NASA got a view of Tropical Storm Colin that shows just how much rain Florida received over a two-day period from the sloppy short-lived cyclone.
The rainbow-colored satellite images are from June 6 through June 8 when Colin transitioned to an extra-tropical cyclone.
The analysis showed Colin’s heaviest rainfall was over Central and North Florida where at least 10 inches fell over the two-day period.
Colin was an unusual tropical cyclone in that its counterclockwise spinning center was separated from the worst of its thunderstorms. At one point, National Hurricane Center forecasters said the strongest winds and storms were 230 miles southeast of the center.
Palm Beach County felt Colin’s touch Monday in the hot, humid air being pulled from the tropics and in threats of afternoon thunderstorms. West Palm Beach hit a high of 89 degrees with a dew point that reached a sticky 78 degrees.
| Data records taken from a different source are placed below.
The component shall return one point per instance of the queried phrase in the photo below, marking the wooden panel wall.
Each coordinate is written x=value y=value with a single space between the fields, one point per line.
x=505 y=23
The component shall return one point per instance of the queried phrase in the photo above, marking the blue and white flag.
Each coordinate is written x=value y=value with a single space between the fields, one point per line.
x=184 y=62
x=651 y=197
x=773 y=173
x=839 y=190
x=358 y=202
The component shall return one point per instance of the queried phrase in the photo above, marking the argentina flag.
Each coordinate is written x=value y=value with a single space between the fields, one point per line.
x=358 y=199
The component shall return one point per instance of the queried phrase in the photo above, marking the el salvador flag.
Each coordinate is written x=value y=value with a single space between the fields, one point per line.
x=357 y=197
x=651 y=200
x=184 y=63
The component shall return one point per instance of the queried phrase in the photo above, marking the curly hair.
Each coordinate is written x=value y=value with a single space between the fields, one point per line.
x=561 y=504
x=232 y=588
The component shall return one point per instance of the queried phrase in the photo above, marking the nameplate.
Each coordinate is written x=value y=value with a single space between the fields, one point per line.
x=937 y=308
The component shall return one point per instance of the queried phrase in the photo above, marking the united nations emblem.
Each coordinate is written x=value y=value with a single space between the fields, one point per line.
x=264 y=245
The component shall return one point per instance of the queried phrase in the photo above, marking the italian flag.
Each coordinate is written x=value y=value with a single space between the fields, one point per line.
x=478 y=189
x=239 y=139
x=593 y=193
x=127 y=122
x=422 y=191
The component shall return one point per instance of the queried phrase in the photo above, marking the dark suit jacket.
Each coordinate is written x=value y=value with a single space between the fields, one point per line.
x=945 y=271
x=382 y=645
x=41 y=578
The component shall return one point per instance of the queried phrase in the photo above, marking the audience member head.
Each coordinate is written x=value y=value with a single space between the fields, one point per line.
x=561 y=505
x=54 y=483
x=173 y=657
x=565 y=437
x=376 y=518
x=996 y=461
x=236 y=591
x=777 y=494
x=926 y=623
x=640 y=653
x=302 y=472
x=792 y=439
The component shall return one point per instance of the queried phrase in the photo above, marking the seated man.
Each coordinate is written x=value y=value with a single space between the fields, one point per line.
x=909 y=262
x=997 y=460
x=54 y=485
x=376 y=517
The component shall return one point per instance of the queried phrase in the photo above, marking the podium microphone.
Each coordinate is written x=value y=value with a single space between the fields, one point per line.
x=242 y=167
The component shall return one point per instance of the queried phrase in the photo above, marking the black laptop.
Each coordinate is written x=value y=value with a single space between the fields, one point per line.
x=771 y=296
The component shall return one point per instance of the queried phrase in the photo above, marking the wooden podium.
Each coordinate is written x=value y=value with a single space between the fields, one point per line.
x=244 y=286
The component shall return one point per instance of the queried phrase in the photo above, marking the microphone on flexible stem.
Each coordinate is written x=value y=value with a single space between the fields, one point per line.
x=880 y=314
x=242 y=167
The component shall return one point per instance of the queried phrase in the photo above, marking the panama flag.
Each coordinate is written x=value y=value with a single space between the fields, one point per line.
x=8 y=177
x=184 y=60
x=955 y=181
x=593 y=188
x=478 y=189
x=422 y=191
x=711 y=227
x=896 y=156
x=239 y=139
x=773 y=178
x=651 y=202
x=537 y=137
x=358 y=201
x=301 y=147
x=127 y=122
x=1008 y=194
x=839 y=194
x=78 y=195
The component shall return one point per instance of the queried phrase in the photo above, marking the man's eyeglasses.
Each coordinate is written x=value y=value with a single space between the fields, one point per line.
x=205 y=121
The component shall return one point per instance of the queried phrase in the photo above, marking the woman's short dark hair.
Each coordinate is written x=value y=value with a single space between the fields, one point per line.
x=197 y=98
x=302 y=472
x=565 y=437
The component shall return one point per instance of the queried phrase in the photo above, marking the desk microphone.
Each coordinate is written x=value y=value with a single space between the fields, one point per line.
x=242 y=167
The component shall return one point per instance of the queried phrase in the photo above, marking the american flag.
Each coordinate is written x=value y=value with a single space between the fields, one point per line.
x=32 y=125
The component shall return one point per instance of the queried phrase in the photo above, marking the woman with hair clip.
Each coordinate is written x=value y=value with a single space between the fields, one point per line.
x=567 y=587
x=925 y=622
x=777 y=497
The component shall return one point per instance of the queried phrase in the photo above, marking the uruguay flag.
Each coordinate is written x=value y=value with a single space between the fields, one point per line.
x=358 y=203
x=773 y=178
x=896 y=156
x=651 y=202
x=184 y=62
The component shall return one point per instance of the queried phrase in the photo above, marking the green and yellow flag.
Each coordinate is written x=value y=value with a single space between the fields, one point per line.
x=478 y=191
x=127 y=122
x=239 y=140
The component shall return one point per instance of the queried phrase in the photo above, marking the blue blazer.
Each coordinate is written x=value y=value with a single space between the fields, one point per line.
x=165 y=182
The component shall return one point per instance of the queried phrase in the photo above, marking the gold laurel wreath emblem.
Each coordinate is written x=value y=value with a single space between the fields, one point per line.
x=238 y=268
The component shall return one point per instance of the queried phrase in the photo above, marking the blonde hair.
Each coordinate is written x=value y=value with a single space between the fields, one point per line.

The relative humidity hit a high of 82 percent.
Hurricane Center specialist John Cangialosi said part of the reason for its poor definition is because of how it was born.
“It came from a tropical wave, which is typical, but it turned into a gyre in the Gulf and that promotes a larger system,” Cangialosi said. “Storms come in all shapes and sizes and this one is definitely an awkward shape.”